The Paradise for Children is one of the alternative titles or alternative versions of Nathaniel Hawthorne’s retelling of the Pandora myth that appears in his 1851 children’s book A Wonder Book for Girls and Boys. The standard version of the story in the Wonder Book is titled The Paradise of Children, and this slight title variation either represents an alternative edition of the same story or a closely related retelling that Hawthorne produced.

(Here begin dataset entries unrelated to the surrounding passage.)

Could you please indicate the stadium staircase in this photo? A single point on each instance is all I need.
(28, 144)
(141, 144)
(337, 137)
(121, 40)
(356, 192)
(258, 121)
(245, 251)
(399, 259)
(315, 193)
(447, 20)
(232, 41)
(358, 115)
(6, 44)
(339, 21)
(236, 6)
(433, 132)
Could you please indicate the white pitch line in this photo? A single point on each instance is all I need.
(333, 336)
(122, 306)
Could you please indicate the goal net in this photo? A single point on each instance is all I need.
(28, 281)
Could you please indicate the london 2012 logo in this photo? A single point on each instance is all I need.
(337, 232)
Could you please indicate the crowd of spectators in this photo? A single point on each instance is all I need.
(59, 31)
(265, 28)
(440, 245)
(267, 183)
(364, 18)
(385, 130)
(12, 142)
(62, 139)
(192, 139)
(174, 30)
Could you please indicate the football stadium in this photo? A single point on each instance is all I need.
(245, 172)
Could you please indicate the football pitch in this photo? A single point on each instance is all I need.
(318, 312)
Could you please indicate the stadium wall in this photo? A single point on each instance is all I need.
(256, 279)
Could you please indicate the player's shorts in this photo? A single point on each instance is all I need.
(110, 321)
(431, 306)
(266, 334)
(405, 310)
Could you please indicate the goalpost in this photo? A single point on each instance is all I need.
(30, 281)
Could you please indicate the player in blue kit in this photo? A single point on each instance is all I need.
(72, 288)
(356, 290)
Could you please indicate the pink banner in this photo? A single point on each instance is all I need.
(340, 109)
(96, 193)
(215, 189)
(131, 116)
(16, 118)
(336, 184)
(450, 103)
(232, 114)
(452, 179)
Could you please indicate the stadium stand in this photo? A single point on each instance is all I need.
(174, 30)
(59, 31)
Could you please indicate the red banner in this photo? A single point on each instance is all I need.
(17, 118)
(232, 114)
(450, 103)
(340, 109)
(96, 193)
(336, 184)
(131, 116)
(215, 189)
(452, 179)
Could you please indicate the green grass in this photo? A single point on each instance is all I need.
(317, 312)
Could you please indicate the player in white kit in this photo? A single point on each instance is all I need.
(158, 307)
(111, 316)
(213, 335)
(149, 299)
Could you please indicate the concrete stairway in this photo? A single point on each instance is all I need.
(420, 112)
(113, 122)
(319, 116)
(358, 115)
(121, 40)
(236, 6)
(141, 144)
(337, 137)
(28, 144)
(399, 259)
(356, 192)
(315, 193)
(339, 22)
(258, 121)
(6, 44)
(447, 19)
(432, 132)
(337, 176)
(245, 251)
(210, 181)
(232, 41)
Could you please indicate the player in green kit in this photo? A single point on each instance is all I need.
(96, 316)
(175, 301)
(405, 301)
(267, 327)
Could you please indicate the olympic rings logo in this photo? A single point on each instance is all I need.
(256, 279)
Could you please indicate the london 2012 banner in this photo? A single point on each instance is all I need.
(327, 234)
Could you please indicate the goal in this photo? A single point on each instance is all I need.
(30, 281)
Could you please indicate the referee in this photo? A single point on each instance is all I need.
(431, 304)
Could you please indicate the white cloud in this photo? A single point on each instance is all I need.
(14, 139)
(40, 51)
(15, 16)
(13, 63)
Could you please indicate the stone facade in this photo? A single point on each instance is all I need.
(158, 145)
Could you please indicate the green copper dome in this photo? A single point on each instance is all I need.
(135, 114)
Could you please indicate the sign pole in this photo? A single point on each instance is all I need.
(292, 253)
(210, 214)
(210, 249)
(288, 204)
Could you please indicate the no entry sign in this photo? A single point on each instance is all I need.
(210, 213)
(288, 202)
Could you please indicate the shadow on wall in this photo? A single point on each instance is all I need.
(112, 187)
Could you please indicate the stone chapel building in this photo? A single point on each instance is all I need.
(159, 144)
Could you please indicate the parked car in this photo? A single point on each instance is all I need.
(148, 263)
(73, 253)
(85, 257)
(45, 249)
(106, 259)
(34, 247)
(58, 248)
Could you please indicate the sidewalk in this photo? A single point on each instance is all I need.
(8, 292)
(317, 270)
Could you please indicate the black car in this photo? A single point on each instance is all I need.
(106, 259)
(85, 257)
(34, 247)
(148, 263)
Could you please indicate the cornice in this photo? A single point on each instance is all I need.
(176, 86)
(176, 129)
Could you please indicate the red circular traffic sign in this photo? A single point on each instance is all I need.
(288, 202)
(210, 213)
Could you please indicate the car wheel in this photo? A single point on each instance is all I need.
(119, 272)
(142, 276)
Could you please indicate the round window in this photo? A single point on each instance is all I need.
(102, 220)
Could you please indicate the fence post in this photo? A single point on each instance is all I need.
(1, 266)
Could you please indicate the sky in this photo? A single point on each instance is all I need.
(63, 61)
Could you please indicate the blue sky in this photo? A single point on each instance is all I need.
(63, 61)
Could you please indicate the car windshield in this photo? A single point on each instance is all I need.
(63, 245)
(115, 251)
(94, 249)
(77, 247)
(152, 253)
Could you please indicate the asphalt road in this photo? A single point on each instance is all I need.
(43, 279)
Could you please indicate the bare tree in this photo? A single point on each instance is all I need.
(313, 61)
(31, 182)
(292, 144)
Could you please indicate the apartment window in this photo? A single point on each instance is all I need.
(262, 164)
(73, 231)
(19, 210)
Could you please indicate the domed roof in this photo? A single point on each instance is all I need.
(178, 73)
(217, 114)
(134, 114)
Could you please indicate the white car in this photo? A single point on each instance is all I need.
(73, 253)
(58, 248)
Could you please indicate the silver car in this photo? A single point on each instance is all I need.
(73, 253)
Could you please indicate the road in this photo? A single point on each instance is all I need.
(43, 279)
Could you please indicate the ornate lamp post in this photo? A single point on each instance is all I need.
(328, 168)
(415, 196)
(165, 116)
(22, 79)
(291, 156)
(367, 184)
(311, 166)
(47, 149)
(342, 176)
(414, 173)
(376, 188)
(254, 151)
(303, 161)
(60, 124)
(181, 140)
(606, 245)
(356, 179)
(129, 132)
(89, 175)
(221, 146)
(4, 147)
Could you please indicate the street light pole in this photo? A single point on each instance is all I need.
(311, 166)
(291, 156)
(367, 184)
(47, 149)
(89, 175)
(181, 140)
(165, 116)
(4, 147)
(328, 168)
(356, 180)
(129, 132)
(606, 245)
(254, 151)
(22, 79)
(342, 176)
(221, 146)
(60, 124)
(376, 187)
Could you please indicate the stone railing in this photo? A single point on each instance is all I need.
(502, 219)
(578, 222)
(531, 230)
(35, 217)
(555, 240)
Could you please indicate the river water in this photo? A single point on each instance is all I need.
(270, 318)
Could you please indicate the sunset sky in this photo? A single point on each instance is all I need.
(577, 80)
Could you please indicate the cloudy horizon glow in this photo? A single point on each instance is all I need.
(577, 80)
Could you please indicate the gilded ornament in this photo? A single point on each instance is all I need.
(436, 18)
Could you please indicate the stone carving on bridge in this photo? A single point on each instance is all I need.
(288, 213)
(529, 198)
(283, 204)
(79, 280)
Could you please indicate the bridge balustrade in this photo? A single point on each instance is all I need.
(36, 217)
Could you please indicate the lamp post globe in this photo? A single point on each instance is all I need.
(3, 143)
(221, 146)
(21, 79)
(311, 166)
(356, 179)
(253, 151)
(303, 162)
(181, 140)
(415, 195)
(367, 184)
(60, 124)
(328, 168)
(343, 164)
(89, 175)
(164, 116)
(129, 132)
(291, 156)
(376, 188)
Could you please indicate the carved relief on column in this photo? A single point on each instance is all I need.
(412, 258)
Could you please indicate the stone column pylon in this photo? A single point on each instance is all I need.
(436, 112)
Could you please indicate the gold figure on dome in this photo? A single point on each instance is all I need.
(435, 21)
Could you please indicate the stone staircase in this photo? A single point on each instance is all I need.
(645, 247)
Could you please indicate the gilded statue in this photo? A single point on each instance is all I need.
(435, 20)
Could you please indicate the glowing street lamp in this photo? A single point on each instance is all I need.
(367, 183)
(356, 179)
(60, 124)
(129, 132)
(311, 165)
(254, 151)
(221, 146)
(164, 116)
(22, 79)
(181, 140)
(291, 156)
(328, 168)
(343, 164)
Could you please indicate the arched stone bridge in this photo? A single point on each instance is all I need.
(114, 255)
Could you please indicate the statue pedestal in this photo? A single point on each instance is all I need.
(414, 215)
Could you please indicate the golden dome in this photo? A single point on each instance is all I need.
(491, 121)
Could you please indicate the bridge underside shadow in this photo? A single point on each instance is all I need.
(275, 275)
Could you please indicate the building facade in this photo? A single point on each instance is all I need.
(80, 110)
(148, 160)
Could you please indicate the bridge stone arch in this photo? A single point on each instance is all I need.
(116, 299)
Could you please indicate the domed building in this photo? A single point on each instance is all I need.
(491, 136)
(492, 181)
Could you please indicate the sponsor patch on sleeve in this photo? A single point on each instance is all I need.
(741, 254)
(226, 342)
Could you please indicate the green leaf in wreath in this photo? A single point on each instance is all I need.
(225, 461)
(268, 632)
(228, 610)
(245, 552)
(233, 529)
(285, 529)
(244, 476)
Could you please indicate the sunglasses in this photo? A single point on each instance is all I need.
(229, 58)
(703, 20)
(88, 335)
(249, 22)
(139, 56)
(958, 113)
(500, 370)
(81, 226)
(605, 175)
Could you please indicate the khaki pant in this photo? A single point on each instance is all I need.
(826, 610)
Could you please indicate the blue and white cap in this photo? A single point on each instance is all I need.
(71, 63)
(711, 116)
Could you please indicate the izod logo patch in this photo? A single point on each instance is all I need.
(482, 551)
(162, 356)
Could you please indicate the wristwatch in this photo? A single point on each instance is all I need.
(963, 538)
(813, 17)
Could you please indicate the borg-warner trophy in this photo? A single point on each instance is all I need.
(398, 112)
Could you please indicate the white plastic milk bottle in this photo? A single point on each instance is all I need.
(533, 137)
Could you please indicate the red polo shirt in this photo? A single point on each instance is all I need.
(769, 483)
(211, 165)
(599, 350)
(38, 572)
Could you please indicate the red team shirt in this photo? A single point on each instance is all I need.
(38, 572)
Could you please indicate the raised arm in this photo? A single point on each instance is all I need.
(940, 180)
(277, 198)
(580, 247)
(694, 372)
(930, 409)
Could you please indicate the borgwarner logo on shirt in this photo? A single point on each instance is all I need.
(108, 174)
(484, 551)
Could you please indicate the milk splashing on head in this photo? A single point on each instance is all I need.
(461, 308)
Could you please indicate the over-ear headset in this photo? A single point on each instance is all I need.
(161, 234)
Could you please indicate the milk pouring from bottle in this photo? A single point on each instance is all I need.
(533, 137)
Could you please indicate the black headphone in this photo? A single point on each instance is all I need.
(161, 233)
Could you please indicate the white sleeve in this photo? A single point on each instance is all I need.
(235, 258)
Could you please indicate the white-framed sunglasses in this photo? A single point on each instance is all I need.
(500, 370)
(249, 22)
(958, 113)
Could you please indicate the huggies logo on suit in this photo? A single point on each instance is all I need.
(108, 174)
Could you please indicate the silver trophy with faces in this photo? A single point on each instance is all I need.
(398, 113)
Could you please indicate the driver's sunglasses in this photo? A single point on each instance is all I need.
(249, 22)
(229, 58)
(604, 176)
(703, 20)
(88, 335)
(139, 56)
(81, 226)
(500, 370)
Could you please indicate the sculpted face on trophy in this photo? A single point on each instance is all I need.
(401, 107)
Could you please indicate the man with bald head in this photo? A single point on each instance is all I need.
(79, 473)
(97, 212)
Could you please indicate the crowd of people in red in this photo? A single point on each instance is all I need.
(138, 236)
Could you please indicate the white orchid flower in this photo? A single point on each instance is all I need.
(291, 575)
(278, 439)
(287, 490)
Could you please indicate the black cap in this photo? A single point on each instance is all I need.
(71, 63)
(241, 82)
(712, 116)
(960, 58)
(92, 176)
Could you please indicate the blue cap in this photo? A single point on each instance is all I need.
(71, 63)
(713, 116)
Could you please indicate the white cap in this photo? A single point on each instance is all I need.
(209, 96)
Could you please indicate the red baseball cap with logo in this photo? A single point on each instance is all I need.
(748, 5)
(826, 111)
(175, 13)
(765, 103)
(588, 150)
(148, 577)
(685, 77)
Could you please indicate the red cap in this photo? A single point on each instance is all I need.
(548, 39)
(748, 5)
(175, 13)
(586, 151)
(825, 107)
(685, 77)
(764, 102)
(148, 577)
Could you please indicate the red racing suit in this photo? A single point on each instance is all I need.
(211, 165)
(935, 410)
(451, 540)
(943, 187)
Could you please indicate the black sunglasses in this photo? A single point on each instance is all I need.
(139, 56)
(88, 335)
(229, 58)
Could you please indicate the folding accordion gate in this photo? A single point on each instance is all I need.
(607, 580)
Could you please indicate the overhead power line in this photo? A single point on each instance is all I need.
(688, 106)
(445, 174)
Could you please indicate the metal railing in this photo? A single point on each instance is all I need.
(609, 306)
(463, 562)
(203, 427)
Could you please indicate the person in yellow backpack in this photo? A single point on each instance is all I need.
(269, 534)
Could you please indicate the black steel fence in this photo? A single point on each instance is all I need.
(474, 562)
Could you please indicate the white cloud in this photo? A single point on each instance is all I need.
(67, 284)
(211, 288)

The Pandora myth as Hawthorne renders it for young readers takes the classical Greek story and adapts it to the children’s literature tradition of the period. In the Wonder Book version, the central characters are children rather than adults, with Pandora and her companion Epimetheus being the only people in the world and living in a paradise where work, suffering, and trouble do not exist. The mysterious box that Mercury has left in their care contains all of the troubles that have not yet entered human life, and Pandora’s eventual opening of the box releases these troubles into the world while also leaving the gift of hope inside.
Hawthorne uses the children focused retelling to develop the moral material of the original myth in ways accessible to young readers. The wider Wonder Book frame, with young Eustace Bright telling the story to a group of children at the Tanglewood estate, provides the structural context for the retelling.
For families with young children encountering Greek mythology for the first time, the Pandora story in either of its Wonder Book variants is one of the most beloved entries in the wider collection. For students of nineteenth century American children’s literature or of Hawthorne’s wider catalogue, the various retellings are essential.